While many of us are celebrating the 30th anniversary of the Amiga – I will have to fire-up the ones sleeping in the garage –, I decided to play with the Commodore VIC-20 a.k.a. a friendly computer. Yeah, the successor of the PET and the precursor of the famous C64. The very same computer Captain Kirk was advertising on TV (https://youtu.be/MxkiXp70mTk).
Released in 1981, the Video Interface Chip (VIC) 20 essentially added colors to the PET (with a much affordable price tag of ~$300) and made the home computer really easy to use, assuming you wanted to give up your TV while you were messing with the machine (this was more an issue in Europe than in the US, were having multiple TVs was not uncommon). Nonetheless, it was a pretty limited system. With 5KB of memory out of the factory, once the system has loaded, you really had only access to 3583 bytes to write your programs in Commodore BASIC 2.0 or 6502 assemblies.
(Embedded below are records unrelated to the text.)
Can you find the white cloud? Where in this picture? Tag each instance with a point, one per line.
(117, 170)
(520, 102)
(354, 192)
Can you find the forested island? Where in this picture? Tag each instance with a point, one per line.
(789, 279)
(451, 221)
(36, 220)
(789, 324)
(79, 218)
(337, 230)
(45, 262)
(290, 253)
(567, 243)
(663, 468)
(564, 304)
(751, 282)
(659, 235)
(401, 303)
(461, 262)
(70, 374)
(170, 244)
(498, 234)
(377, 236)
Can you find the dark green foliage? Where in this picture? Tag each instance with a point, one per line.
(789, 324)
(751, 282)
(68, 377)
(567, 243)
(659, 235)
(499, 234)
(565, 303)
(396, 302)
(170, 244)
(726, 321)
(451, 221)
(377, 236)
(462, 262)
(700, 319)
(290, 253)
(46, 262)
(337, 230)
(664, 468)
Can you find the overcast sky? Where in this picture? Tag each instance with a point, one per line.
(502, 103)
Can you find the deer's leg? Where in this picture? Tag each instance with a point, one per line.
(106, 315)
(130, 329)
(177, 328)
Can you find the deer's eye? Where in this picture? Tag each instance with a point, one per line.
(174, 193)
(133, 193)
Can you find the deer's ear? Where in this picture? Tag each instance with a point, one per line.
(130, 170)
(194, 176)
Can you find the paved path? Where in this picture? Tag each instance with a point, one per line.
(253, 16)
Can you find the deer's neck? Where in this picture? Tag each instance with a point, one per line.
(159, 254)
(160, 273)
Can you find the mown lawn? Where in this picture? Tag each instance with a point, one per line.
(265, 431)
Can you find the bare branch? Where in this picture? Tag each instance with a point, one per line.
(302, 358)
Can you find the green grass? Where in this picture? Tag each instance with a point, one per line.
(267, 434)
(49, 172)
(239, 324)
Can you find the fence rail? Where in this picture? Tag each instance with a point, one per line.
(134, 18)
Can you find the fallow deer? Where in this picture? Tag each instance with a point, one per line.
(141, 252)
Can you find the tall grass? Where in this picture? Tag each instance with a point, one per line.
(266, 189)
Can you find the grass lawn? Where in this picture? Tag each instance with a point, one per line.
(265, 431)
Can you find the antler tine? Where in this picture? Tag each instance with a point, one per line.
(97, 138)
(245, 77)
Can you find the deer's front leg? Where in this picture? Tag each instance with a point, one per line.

Luckily, one could buy memory extension cartridges (the later ones were pretty advanced and packed with tricks in addition to an amazing 64KB if RAM). But of course, the expansion port was mostly used to snap-in game cartridges. The other cool aspect of the machine is the use of an Atari 2600 9-pin joystick port.
Now we can argue on the quality of the games (I will let you judge by yourself, see the short videos – I need to find a good way to capture these movies in the future, without using an emulator of course 😉 –, but I am still having fun trying to land that damn spaceship on Jupiter!